09.12.2004

FUZO-TEST

Staubsaugen mit Fernbedienung

Zwar finden sich Staubsauger-Roboter nun schon seit geraumer Zeit in den Regalen der großen Elektronikhändler, doch die Verbreitung der modernen Haushaltshilfen ist noch nicht allzu groß.

Grund für die Zurückhaltung der Käufer ist aber weniger putztechnischer Ehrgeiz, als vor allem der hohe Anschaffungspreis - Markengeräte von Electrolux oder Kärcher kosten über 1.000 Euro - der erhoffte Preisverfall ist bisher nicht eingetreten.

Ein günstigerer Kandidat am Saugbot-Sektor ist der "Roomba" der US-Firma iRobot. Im vorjährigen Test von futurezone.ORF.at konnte sich Arbeitsmaschine gegen die teure Konkurrenten gut behaupten.

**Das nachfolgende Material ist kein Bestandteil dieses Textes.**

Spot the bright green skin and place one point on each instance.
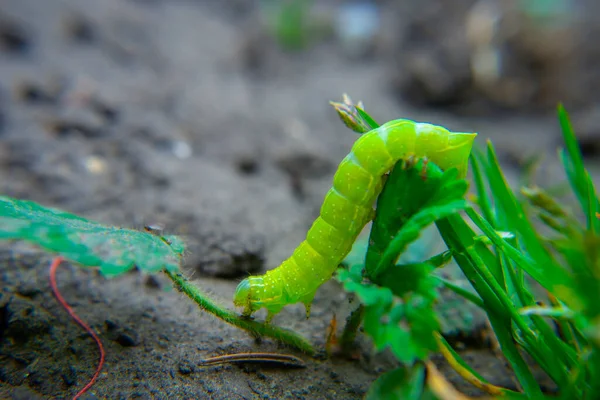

Pro-Modell mit Fernbedienung

Auch das aktualisierte Roomba-Modell "Pro Elite" musste nun zeigen, was es tatsächlich kann.

Zu den Verbesserungen der Pro-Variante zählt der Punktreinigungsmodus zum Reinigen einer kleinen Stelle und die Fernbedienung, mit der man auch schon mal für sportliche Betätigung bei den Haustieren sorgen kann.

Die Saugtechnik gleicht dem Vorgänger-Modell. Beim Programmstart dreht der Saugbot zuerst immer größere Runden um den Punkt seines Aussetzens, bis er irgendwo anstößt, danach geht es in zufälliger Route durch den Raum [mit bis zu 60 m2 Größe].

Das Arbeitsgeräusch gleicht dem eines herkömmlichen Staubsaugers, der Dreck wird in einer integrierten Staublade aus Plastik gesammelt. Der Akku hält 90 Minuten, aufgrund der geringen Größe des Sammelbehälters empfiehlt sich jedoch nach jedem Raum eine Leerung.